Personal development

My parents and my sister all graduated from university, but I didn’t. I wanted to, but I never felt the timing was right. Twelve years later, I hadn’t got back to it, and I told myself that it was impossible—then boom! God gives me an opportunity to study a Bachelor of Applied Counselling as part of my AOD clinician role.

Since starting work at The Salvation Army, my faith has grown. Although I work with the AOD department, we are a small team so everything I do for AOD I also do for the corps. I offer myself to The Salvation Army for music and talks with the youth. I am still a member of my own church but, when invited, I help where I can.

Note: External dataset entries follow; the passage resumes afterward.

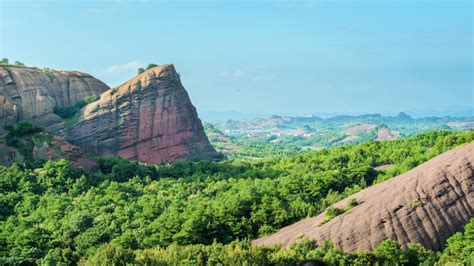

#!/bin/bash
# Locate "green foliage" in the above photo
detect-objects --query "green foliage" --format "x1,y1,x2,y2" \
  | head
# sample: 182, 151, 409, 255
3, 121, 43, 160
110, 88, 118, 95
0, 128, 474, 265
53, 94, 100, 122
146, 64, 158, 70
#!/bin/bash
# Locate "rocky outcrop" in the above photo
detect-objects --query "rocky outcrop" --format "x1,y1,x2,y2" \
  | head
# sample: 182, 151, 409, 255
0, 132, 97, 169
253, 143, 474, 251
0, 67, 109, 133
67, 65, 218, 164
33, 136, 97, 169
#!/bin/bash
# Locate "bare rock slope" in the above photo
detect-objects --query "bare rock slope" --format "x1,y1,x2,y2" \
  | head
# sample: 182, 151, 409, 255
0, 67, 109, 133
67, 65, 218, 164
253, 143, 474, 251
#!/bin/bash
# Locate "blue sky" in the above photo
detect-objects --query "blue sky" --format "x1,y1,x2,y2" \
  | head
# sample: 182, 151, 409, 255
0, 0, 474, 114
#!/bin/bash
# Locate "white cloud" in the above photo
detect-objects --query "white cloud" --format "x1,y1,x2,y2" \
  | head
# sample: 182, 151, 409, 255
105, 61, 143, 75
218, 69, 245, 79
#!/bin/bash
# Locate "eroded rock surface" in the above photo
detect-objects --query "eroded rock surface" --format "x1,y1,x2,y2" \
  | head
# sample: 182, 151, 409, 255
0, 67, 109, 133
253, 143, 474, 251
67, 65, 218, 164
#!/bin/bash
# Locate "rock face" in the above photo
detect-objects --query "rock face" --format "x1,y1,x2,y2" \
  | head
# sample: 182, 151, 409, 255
253, 143, 474, 251
0, 67, 109, 133
33, 136, 97, 169
67, 65, 218, 164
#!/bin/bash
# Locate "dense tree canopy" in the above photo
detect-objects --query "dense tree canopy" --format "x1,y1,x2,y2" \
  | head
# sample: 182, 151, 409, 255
0, 131, 474, 265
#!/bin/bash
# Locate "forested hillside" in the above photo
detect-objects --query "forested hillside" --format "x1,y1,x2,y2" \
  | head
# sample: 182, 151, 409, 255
0, 130, 474, 265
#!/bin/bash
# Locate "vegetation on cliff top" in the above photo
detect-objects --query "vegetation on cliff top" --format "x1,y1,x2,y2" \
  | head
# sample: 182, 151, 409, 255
0, 131, 474, 264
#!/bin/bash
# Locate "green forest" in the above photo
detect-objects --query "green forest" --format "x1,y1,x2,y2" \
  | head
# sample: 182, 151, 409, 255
0, 130, 474, 265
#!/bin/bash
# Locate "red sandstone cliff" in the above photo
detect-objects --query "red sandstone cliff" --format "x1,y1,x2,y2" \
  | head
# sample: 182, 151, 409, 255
0, 67, 109, 133
253, 143, 474, 251
67, 65, 218, 164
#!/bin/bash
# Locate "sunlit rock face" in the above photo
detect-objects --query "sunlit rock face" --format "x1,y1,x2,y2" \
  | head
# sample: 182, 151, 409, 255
67, 65, 218, 164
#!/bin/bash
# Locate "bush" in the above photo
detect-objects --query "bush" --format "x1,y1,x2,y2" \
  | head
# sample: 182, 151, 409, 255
146, 64, 158, 70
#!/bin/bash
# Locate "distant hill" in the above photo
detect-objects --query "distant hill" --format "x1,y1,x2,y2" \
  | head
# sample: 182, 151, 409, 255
253, 143, 474, 251
207, 112, 474, 157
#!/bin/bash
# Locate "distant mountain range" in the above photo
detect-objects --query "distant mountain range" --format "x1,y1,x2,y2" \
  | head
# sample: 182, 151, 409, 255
206, 112, 474, 157
199, 108, 474, 123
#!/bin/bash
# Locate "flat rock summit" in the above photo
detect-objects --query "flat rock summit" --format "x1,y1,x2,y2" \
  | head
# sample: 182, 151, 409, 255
253, 143, 474, 252
0, 64, 219, 164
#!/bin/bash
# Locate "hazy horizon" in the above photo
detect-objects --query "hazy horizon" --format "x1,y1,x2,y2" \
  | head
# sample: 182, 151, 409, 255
0, 1, 474, 115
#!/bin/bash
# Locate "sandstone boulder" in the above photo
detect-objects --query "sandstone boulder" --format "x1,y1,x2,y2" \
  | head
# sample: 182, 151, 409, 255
0, 67, 109, 133
67, 65, 218, 164
253, 143, 474, 252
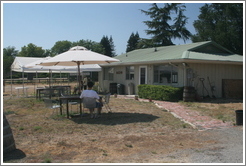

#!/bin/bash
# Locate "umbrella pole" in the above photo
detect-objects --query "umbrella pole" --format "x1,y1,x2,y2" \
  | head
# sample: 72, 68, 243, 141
77, 62, 81, 91
10, 69, 13, 97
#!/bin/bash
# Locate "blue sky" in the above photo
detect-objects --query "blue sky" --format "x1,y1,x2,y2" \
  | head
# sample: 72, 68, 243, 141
1, 1, 204, 55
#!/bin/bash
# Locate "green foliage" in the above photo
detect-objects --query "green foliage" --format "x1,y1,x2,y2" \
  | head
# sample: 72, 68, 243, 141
100, 36, 115, 57
126, 32, 140, 52
18, 43, 47, 57
51, 40, 72, 55
138, 84, 183, 101
192, 3, 243, 55
3, 47, 18, 78
141, 3, 191, 46
72, 39, 104, 54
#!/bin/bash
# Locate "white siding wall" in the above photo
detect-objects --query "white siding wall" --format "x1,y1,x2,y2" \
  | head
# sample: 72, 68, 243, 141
99, 63, 243, 98
189, 64, 243, 98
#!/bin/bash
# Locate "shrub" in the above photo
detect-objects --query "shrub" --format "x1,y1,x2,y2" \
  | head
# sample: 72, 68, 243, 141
138, 84, 183, 101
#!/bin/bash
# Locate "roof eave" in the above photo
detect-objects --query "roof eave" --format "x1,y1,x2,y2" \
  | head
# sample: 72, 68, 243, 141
101, 58, 243, 66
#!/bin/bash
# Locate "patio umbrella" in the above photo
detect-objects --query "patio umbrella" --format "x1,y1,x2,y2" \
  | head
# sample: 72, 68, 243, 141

The things that I have now, it’s all because of Jesus. This is the story of me moving back to Samoa. God has given me all these amazing opportunities—to work as an AOD clinician with The Salvation Army, to study, to play rugby league for my country and to be ordained as a lay preacher.

There have been some challenging times. It was really difficult not being able to return to New Zealand because of Covid-19 restrictions. But my mindset right now is that the difficult times are just part of the process. I’ll accept them and understand that it all comes down to God and my faith in him. Whatever happens now, I’ll accept God’s plans for me.